A première vue, ce génie du cinéma burlesque semble nous regarder, laissant croire à un regard-caméra interpelant le public. Mais ce n’est pas le cas ici et ce, pour deux raisons: primo, cette figure de style déroutante était quasi inconnue à l’époque du Muet; secundo, elle s’avère complètement antithétique à l’art comique de Buster Keaton, fondé sur l’idée d’une séparation absolue entre le personnage et les spectateur·trices.

En observant avec attention ce photogramme tiré de l’une des séquences les plus extraordinaires du «Mécano de la Général», on pressent à son extrême concentration, que Johnnie Gray, le personnage joué par Keaton, fixe un obstacle potentiel, qu’il va devoir franchir à tout prix. Le contrechamp confirme ce pressentiment: une voie ferrée jonchée de traverses de chemin de fer, semées par les antagonistes dont il est à la poursuite.

Avec des gestes sublimes de précision, il va s’emparer de l’une des traverses. En l’utilisant comme un contrepoids, sans arrêter sa locomotive, il réussira à libérer la voie en faisant basculer sur le bas-côté, une à une, toutes ses congénères, tel un joueur de mikado géant!

A propos du film

Basé sur des faits réels ayant eu lieu durant la guerre de Sécession, «Le Mécano de la Général» (1926) relève de l’espèce rare des films qu’il faut avoir vu au moins une fois dans sa vie.

Ce pur chef-d’œuvre de géométrie burlesque retrace les péripéties d’un courageux machiniste s’efforçant de reprendre sa locomotive aux espions qui la lui ont volée, ainsi que sa fiancée malencontreusement embarquée à bord. Sa tentative donne matière à une course-poursuite quasi continue et, surtout, à un fabuleux aller-retour cinématographique: les gags qui émaillent le voyage de retour constituant des variations subtiles de ceux de l’aller!

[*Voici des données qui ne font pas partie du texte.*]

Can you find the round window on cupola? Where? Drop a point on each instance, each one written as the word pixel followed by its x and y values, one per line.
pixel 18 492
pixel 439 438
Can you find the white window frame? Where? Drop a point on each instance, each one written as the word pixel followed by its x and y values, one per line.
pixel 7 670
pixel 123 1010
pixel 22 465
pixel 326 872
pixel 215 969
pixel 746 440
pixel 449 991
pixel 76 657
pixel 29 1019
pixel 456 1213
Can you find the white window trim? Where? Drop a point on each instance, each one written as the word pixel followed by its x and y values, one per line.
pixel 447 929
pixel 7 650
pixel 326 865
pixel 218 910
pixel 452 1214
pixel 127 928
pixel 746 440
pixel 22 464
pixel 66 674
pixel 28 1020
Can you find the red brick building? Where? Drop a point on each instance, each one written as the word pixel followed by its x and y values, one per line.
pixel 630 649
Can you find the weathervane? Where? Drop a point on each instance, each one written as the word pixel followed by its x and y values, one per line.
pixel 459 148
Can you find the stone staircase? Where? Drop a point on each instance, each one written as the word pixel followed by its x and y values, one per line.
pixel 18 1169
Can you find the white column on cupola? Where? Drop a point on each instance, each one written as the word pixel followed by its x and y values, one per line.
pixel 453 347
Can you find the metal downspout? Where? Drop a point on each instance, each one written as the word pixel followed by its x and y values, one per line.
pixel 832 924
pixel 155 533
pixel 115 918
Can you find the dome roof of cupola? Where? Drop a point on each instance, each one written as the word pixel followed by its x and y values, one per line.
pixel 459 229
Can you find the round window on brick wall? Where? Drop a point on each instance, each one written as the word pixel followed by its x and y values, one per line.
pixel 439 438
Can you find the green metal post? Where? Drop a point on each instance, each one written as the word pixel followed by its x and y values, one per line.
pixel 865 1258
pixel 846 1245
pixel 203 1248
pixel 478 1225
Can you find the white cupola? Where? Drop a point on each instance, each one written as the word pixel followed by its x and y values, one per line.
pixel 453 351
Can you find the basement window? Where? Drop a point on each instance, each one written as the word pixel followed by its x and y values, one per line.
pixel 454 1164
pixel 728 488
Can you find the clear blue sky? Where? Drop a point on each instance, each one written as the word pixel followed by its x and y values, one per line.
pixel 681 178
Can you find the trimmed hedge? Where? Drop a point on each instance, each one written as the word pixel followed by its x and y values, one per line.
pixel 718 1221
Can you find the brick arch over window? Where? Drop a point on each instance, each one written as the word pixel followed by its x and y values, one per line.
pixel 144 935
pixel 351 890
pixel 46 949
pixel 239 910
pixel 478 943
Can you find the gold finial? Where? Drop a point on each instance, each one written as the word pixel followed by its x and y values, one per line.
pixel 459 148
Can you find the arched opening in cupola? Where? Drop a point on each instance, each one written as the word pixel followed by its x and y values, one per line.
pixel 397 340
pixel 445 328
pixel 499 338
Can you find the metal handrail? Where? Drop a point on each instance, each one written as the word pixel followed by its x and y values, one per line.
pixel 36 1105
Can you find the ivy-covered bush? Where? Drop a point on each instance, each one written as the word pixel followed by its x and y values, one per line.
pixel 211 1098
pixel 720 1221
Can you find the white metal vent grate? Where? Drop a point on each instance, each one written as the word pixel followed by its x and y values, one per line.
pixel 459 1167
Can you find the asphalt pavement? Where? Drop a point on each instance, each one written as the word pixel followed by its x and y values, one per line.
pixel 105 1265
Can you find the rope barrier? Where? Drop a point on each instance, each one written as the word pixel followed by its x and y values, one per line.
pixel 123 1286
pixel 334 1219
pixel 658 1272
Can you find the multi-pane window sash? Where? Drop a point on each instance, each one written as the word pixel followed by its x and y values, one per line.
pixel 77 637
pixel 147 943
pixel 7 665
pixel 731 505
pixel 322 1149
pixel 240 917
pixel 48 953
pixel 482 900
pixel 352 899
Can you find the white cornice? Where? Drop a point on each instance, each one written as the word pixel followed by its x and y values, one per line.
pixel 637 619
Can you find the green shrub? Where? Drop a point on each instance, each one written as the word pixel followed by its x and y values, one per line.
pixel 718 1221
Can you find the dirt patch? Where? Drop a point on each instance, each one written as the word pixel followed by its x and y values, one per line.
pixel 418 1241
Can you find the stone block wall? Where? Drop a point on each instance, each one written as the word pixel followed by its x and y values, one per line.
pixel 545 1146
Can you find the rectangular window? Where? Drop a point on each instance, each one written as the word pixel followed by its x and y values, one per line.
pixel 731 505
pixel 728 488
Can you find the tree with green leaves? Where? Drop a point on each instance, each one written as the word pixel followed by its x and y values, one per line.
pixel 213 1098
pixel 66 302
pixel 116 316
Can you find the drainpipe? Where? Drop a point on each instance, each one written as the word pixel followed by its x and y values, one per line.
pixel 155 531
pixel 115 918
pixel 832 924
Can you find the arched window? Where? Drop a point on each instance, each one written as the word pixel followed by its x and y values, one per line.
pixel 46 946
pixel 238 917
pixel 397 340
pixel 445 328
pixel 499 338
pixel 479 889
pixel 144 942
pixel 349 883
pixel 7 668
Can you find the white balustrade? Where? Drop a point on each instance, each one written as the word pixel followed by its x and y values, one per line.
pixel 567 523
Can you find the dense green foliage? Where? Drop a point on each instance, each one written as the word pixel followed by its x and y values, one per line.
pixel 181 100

Outre son sens inouï de l’invention comique, Keaton démontre non seulement ses aptitudes extraordinaires aux plus folles cascades, mais dénonce aussi l’absurdité de la guerre. Faisant honneur à son surnom «L’Homme qui ne riait jamais», il ne se déride pas le moins du monde tout au long du trajet – Keaton expliquait ce calme souverain notamment par la concentration extrême que requéraient ses acrobaties ô combien périlleuses.

A sa sortie aux Etats-Unis, «Le Mécano de la Général» connut un échec retentissant. Manifestement, le public n’était pas encore disposé à rire d’une guerre fratricide dont le souvenir traumatisant hantait encore bien des mémoires, quelque soixante ans après sa conclusion.